Because some people, who don't have kids in public schools and who aren't particularly civic-minded, will inevitably resent paying them and do everything they can to avoid doing so. Case in point: Sun belt retirees living in "adult" communities that not only ban children, but also incorporate outside of existing cities and towns in order to achieve full tax revolt status. Andrew Blechman, author of Leisureville - Adventures in America's Retirement Utopias, has an op-ed in today's Arizona Republic decrying this half-century old trend. "[A] complex and functioning society demands cooperation between the generations," he writes, adding:
After defeating 17 school-bond measures in 12 years, de-annexing from the local school system, and all the energy spent evicting "contraband children," Sun Citians can likely forget relying on the goodwill of their neighbors who often share a reciprocal bounty of distrust, anger and apathy.

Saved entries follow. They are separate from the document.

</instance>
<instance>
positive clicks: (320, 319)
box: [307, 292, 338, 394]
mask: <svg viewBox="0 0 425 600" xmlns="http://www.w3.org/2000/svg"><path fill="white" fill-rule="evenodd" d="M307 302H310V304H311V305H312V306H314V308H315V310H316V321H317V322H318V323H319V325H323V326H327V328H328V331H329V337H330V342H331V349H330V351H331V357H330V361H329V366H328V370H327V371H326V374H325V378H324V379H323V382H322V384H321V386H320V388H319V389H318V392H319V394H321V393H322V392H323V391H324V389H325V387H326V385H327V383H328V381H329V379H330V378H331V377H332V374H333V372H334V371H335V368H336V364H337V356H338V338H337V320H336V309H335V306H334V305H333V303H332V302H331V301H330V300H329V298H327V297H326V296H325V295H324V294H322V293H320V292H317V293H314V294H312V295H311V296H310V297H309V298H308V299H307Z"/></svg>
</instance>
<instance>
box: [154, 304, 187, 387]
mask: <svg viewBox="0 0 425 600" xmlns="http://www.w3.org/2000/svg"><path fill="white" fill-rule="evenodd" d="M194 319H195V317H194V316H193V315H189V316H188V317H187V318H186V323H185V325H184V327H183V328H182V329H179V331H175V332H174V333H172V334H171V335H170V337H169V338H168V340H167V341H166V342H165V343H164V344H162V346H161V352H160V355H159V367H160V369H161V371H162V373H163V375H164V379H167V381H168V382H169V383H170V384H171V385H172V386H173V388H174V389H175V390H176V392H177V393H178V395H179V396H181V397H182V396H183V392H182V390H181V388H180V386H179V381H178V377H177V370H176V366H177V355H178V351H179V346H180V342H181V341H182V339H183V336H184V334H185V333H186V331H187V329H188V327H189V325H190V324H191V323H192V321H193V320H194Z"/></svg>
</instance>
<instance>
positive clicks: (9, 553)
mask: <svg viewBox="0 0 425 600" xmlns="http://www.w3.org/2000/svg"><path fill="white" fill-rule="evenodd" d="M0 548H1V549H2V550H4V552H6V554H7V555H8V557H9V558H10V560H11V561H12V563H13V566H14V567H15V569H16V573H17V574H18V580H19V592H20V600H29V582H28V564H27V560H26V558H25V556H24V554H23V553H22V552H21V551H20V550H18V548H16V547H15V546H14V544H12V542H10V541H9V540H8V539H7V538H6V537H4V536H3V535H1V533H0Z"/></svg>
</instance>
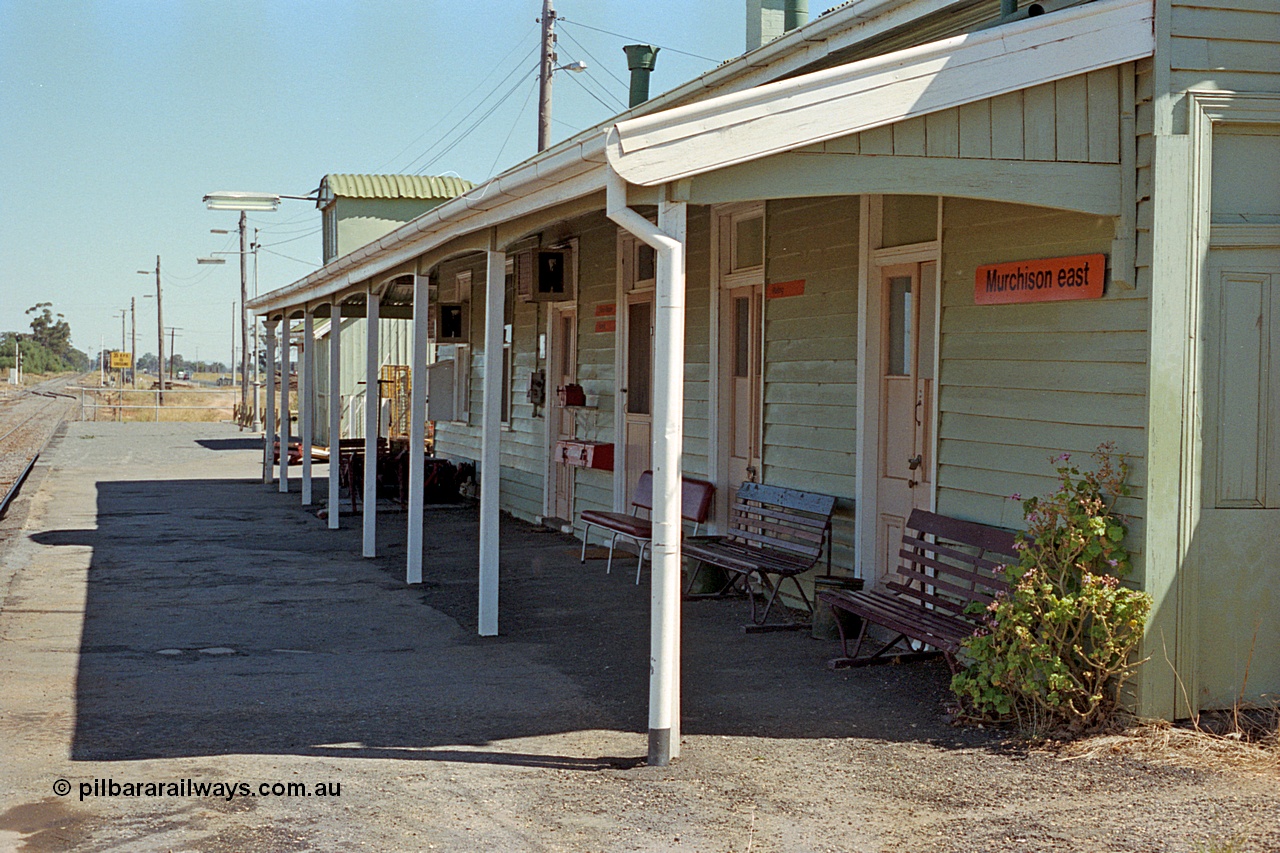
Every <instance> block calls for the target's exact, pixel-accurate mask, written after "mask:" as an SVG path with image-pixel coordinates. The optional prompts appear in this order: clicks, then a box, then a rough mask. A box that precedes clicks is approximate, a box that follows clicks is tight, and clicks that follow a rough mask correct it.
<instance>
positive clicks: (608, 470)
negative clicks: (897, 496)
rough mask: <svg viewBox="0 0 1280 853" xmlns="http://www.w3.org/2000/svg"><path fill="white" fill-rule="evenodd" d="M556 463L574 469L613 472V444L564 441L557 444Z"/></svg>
mask: <svg viewBox="0 0 1280 853" xmlns="http://www.w3.org/2000/svg"><path fill="white" fill-rule="evenodd" d="M556 461H557V462H559V464H562V465H570V466H572V467H595V469H599V470H602V471H612V470H613V443H612V442H586V441H579V439H564V441H558V442H556Z"/></svg>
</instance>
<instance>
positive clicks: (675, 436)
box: [605, 167, 686, 766]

Shown in this light, Sun City's claim to fame - community service - rings rather hollow.
Life in the Villages is similarly premised: Seniors have taken control of their county's political machinery and have already begun closing parks for young families who live outside the gated community. As one Villager proudly told me without a trace of irony, "In the Villages we spend our tax dollars on ourselves."

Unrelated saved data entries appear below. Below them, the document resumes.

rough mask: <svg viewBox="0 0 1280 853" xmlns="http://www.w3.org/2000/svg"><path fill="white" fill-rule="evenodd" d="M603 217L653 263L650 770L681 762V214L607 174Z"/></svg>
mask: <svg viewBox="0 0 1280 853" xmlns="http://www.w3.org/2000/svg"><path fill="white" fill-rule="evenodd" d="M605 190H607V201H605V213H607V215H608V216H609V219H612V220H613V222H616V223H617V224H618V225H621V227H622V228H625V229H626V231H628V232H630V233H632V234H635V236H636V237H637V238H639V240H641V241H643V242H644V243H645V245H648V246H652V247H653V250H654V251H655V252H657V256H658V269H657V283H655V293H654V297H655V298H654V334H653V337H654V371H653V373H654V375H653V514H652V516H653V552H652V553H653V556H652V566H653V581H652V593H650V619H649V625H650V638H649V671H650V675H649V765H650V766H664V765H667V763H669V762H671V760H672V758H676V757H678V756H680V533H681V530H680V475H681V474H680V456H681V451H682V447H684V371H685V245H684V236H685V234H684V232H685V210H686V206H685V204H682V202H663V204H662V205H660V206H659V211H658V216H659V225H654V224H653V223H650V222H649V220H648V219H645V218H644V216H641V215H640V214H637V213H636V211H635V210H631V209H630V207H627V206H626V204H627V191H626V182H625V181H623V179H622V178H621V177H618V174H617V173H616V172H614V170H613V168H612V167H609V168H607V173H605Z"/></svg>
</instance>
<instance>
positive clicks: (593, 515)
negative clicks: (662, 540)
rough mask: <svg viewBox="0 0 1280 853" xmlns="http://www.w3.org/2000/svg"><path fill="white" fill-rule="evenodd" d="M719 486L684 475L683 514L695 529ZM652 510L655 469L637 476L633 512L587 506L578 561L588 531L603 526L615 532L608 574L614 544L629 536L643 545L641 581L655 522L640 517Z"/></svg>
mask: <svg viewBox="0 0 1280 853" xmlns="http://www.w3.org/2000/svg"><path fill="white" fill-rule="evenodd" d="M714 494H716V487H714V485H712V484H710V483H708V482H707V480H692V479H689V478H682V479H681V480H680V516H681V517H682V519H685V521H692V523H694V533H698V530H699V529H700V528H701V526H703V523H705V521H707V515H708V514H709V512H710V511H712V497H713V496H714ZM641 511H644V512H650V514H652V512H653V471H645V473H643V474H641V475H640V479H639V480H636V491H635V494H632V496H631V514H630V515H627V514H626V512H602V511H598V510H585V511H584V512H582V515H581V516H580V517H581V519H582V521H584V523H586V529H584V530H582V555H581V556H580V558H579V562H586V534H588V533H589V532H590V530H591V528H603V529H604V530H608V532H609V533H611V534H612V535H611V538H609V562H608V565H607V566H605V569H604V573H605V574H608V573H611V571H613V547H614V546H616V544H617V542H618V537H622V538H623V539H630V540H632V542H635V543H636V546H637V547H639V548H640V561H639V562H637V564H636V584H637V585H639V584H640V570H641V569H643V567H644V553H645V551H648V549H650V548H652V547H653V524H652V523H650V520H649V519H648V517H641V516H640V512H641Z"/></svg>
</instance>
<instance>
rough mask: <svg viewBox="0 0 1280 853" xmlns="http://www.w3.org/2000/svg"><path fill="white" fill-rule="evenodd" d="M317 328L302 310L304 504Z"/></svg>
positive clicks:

If the Villages and Sun City cannot be accountable to their neighbors, then why should their neighbors be accountable to them, even when it comes to funding Medicare, Medicaid and Social Security?

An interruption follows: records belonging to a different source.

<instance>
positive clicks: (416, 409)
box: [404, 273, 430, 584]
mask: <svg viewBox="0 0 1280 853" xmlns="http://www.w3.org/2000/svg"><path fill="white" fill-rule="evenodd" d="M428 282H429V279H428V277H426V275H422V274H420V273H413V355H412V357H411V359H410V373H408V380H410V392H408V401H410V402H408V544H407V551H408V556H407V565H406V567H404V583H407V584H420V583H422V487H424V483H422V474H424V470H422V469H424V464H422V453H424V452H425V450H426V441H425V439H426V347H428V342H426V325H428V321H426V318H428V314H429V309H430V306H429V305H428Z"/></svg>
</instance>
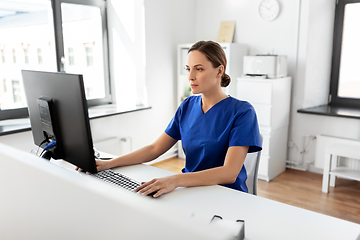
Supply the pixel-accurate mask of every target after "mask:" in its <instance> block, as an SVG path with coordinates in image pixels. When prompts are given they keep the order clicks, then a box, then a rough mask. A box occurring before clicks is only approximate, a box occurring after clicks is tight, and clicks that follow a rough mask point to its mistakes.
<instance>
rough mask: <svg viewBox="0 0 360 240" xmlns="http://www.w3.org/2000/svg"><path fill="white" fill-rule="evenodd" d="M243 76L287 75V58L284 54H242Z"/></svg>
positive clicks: (272, 77)
mask: <svg viewBox="0 0 360 240" xmlns="http://www.w3.org/2000/svg"><path fill="white" fill-rule="evenodd" d="M243 64H244V66H243V75H244V77H259V78H282V77H287V58H286V56H284V55H255V56H244V61H243Z"/></svg>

Visiting Florida over the years and seeing gated community after gated community along wide highways, I always wondered why so many senior citizens wanted to isolate themselves from young families. I think this may be a lifestyle with far less appeal to younger generations less steeped in the post-World War II pro-suburban ideology. One can hope that by the time Gen X and Gen Y-ers are retiring, the trend toward leaving vibrant, diverse communities in one's old age in favor of homogeneous pseudo-towns will have run its course.